The acting deputy DHS secretary said that the department is "closely monitoring" for domestic violent extremist threats ahead of the Super Bowl but said there have no credible threats so far.
"At this time, one particular area of concern is domestic violent extremism. While there is no specific or credible threat to Super Bowl LV, it is a high-profile event and security preparations are designed accordingly," acting Deputy DHS Secretary David Pekoske told reporters Wednesday at a joint news conference with the NFL and law enforcement officials in Tampa, Florida, where the event is being held.
He highlighted the Jan. 27 National Terrorism Advisory System bulletin DHS issued that warned that anger "fueled by false narratives," especially false claims about fraud in the 2020 presidential election, could lead some inside the U.S. to launch attacks in the coming weeks.
"There is chatter,” Pekoske said in response to a question from ABC News. "We're always certainly looking at social media sites and open source information and other sources of information to best inform operations and like everybody has."
"It's certainly harder when they're on encrypted websites for everyone to understand what the conversation is, of course," he added.
In the wake of the Jan. 6 insurrection at the U.S. Capitol, Pekoske said while operational plans haven’t changed, there is a greater emphasis on information-sharing between law enforcement.

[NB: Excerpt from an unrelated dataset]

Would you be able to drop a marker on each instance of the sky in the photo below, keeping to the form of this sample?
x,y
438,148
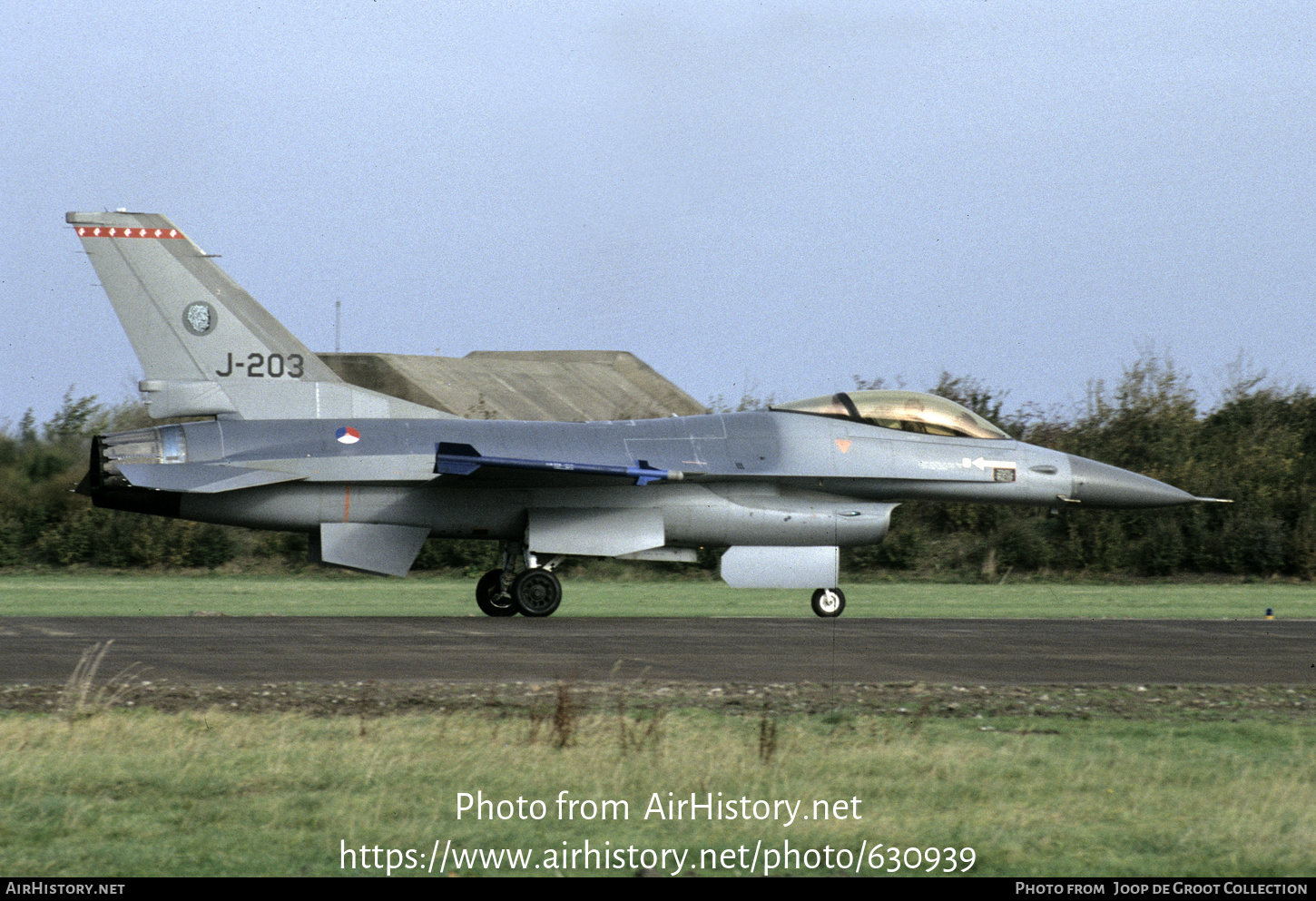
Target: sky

"The Super Bowl is an attractive target for terrorists and criminals. So we never take our eye off the ball, a robust posture and focus vigilance are necessary to prevent bad people from doing bad things, and to deter adversaries from attempting an attack," he said.
Special Agent in Charge Michael McPherson, who heads the FBI's Tampa field office, said that security like football is a "team sport' and that the FBI was sharing threat information.
Tampa is making history as the first city in Super Bowl history to have a home team play in its home stadium, something Tampa's police chief acknowledged.
"So, the hope is come Monday morning, we're celebrating a Bucs victory, and no one knows who the chief of police is in the city of Tampa," chief Brian Dugan said. "If no one recognizes my face or knows my name. We had a safe secure event and that is the goal."